During a visit to Cooper-Hewitt about a year and a half ago, West-coast felt-maker Janice Arnold was intrigued by the form of the museum’s conservatory. Its domed roof and iron mullions resemble the radiating struts of the framework of a yurt—the circular tent dwelling of the nomadic tribes who first created felt. Next week, Arnold will begin installing Palace Yurt, an installation created especially for the Museum’s exhibition Fashioning Felt.
The traditional yurt is a trellis-frame tent covered with thick, humble felts made from raw sheep’s wool. The largest, most elaborately decorated tent is the place of celebration, songs and epic poems. Arnold’s design is a fantasia on the yurt form, which is still the preferred environment for events of spiritual significance, even as nomadic peoples become more urbanized.
Arnold will create a total environment from her luxurious handmade felts, which combine Merino wool with silk and metallic fibers and sheer fabrics. Her technique allows for the creation of richly textured areas in combination with gossamer sheer ones. The wall panels will use that sheerness to maintain the light-filled feeling of the Conservatory, while the leaded glass pattern of the ceiling inspired a mosaic of sheer and opaque areas. The window seat will be covered with a thick, dense, hand-beveled felt, to enable visitors to experience felt’s tactility and contemplate both its history and versatility.
The fabric panels composing the walls and ceiling are so large that they have to be felted outdoors at Arnold’s studio in Centralia, Washington. Nomads felt in the spring and fall, but Arnold’s team has been working through the winter to complete the installation.

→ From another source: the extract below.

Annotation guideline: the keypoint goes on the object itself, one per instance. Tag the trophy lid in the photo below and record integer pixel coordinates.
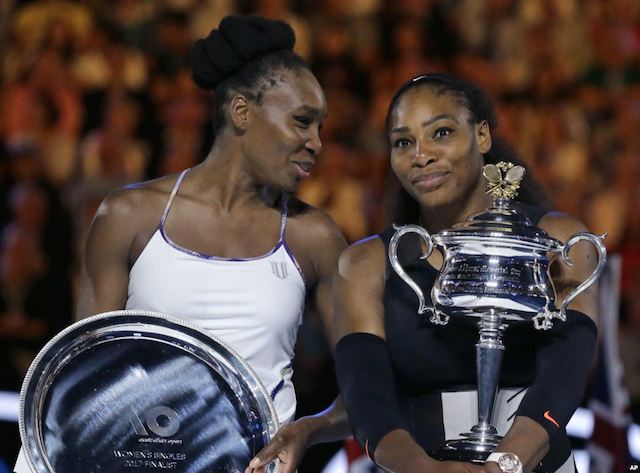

Unseasonably cold temperatures coupled with record snowfall have made it challenging work indeed. But the Palace Yurt, both traditionally and in this contemporary interpretation, is the place to gather for celebration when the felting is done.

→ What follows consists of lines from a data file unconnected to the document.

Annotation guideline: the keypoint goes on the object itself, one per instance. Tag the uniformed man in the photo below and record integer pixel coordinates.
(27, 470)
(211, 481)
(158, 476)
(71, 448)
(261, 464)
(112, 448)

The traditional Palace Yurt form has a domed roof and canopied entrance.
The iron framework of the Conservatory’s roof resembles the struts of a yurt’s trellis frame.
Janice Arnold’s felt fabrics combine dense and translucent areas in a myriad of patterns.
A double arch with a Mongolian blessing will frame the entrance.
Arnold’s felts for the installation will be made on a base of silk gauze, with wool, silk, soy, and metallic fibers felted in.
The thick felt cushion for the window seat will have a hand-beveled edge, revealing layers of color.
Sacred symbols protect both the yurt owners and their welcome guests.